I want to prove Weierstrab's Infinite Product for the Gamma function. (without using theorems about infinite product or more difficult theorems)
By the Euler's limit formula for the Gamma function,
$\displaystyle \begin{eqnarray*} {1 \over \Gamma(x)} &=& \lim_{n \to \infty} { {x(x+1)(x+2) \cdots (x+n) } \over {n^x n!} } \\ &=& \lim_{n \to \infty} x n^{-x} \left( { {1+x} \over {1} } \right) \left( { {2+x} \over {2} } \right) \cdots \left( { {n+x} \over {n} } \right) \\ &=& \lim_{n \to \infty} x n^{-x} \prod_{k=1}^{n} \left( 1 + { x \over k } \right) \\ &=& x \lim_{n \to \infty} e^{-x \log{n} } \cdot e^{x \left( {1 \over 1} + {1 \over 2} + \cdots {1 \over n} \right) } \cdot e^{-x \left( {1 \over 1} + {1 \over 2} + \cdots {1 \over n} \right) } \cdot \prod_{k=1}^{n} \left( 1 + { x \over k } \right) \\ &=& x \lim_{n \to \infty} e^{ x \left( {1 \over 1} + {1 \over 2} + \cdots {1 \over n} - \log{n} \right) } \prod_{k=1}^{n} \left( 1 + { x \over k } \right) e^{- { x \over k} } \end{eqnarray*}$
I was stuck here not knowing whether or not: $\displaystyle \prod_{k=1}^{\infty} \left( 1 + {x \over k} \right) e^{- {x \over k} }$ is convergent.

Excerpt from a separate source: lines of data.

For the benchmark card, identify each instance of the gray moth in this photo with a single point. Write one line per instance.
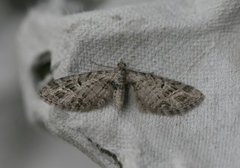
(93, 90)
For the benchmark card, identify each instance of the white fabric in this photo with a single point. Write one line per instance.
(196, 42)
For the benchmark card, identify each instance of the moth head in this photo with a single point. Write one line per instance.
(121, 65)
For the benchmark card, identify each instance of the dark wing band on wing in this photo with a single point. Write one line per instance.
(162, 95)
(82, 92)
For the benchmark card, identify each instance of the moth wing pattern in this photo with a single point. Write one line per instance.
(162, 95)
(82, 92)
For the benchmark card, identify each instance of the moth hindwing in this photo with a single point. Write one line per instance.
(94, 90)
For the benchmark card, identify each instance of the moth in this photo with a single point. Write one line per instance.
(93, 90)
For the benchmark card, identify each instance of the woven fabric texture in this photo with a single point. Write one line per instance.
(195, 42)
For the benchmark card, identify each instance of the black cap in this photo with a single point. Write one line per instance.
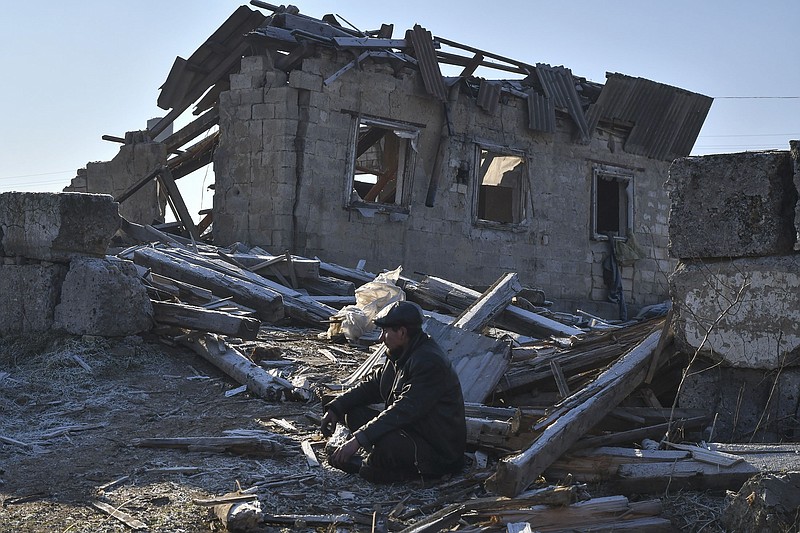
(399, 314)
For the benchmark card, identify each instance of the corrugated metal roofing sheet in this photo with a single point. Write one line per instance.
(186, 73)
(428, 64)
(489, 96)
(665, 121)
(559, 86)
(541, 113)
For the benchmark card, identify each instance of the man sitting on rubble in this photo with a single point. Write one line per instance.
(421, 431)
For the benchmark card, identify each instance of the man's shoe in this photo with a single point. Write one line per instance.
(352, 466)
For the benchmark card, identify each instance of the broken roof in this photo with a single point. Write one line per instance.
(663, 121)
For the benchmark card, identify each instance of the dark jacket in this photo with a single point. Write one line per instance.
(422, 395)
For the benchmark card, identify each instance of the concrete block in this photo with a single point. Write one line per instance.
(275, 78)
(731, 205)
(248, 80)
(256, 64)
(29, 294)
(103, 297)
(747, 403)
(304, 80)
(56, 226)
(744, 313)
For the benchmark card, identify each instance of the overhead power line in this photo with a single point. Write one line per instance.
(35, 175)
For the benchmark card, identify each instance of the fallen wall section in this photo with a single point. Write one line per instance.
(53, 270)
(736, 292)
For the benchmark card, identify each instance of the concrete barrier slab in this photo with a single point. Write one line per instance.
(56, 226)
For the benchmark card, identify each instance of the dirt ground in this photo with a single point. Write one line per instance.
(70, 409)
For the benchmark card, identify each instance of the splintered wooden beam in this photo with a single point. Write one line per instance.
(177, 204)
(515, 473)
(243, 370)
(490, 303)
(199, 318)
(267, 303)
(255, 446)
(125, 518)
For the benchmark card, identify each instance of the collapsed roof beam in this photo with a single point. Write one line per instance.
(523, 66)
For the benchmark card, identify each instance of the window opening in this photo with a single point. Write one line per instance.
(612, 204)
(382, 164)
(502, 191)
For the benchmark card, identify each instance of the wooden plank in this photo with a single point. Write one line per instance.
(254, 446)
(304, 268)
(267, 303)
(297, 305)
(515, 473)
(479, 361)
(357, 277)
(494, 300)
(226, 498)
(512, 318)
(240, 368)
(198, 318)
(656, 431)
(558, 376)
(147, 233)
(713, 457)
(687, 474)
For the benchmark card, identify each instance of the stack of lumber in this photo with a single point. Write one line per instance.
(568, 404)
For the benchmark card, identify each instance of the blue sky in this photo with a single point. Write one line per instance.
(75, 70)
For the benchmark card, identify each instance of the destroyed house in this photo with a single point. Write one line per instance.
(389, 149)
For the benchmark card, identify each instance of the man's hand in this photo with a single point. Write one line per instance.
(328, 424)
(344, 452)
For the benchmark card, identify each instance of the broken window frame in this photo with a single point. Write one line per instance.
(522, 211)
(603, 178)
(407, 136)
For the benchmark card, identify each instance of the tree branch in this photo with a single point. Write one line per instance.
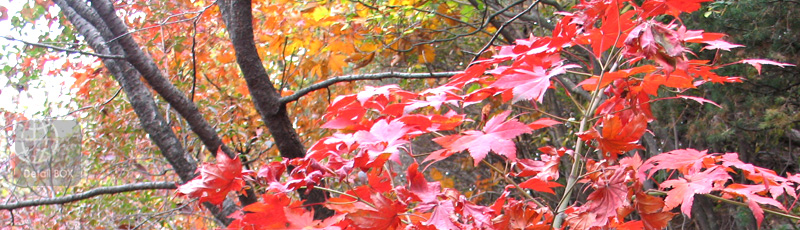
(46, 46)
(373, 76)
(156, 79)
(238, 18)
(89, 194)
(100, 38)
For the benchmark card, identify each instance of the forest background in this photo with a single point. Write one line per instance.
(201, 96)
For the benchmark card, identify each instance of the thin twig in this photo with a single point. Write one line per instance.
(64, 49)
(357, 77)
(90, 193)
(497, 33)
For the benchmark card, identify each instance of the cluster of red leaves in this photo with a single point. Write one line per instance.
(375, 126)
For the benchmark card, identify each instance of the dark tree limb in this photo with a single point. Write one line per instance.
(66, 50)
(89, 194)
(156, 79)
(358, 77)
(238, 18)
(100, 38)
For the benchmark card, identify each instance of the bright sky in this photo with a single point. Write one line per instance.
(52, 89)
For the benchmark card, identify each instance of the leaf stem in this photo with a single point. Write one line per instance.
(510, 181)
(348, 195)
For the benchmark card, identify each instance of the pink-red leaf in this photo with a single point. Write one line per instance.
(496, 136)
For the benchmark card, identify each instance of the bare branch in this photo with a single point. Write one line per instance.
(89, 194)
(357, 77)
(46, 46)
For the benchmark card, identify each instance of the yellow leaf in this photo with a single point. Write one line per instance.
(437, 175)
(320, 13)
(226, 57)
(336, 62)
(427, 54)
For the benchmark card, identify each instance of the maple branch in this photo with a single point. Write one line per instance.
(89, 194)
(237, 16)
(500, 29)
(516, 185)
(99, 36)
(357, 77)
(63, 49)
(157, 80)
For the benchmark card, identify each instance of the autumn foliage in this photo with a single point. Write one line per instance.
(637, 51)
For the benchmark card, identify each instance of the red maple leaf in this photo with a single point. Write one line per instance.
(528, 81)
(618, 136)
(750, 193)
(650, 208)
(215, 180)
(758, 62)
(422, 189)
(686, 161)
(684, 188)
(382, 142)
(496, 136)
(441, 216)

But I found the following hint: $ \ln \left( 1 + {x \over n} \right) - {x \over n} \sim - {x^2 \over 2n^2}$ for large $n$
$\displaystyle \begin{eqnarray*} \lim_{n \to \infty} {{{x \over n} - \ln \left( 1 + {x \over n} \right)} \over {x^2 \over 2n^2}} &=& \lim_{n \to \infty} {{ {1 \over n} - {1 \over n} { 1 \over {1 + {x \over n}}} } \over {x \over n^2}} \\&=& \lim_{n \to \infty} {{ 1 - { 1 \over {1 + {x \over n}}} } \over {x \over n}} \\&=& \lim_{n \to \infty} n {{ {1 + {x \over n}} - 1 } \over x \left( {1 + {x \over n} } \right)} \\&=& \lim_{n \to \infty} {1 \over {1 + {x \over n} }} \\&=& 1 \end{eqnarray*}$
so $\displaystyle \exists \sum_{n=1}^{\infty}{x^2 \over 2n^2} \iff \exists \sum_{n=1}^{\infty} \left\{{x \over n} - \ln \left( 1 + {x \over n} \right) \right\} \iff \exists \prod_{k=1}^{\infty} \left( 1 + {x \over k} \right) e^{- {x \over k} } $
Am I correct?
If you are only interested in convergence but not evaluating the limit, then you don't have to mess with Gamma function at all. Just take log of this product and convert the partial product into a partial sum like $$\sum_{k=1}^N(\ln(1+\frac xk) - \frac xk)$$ Now can you use the hint you already know and kick start?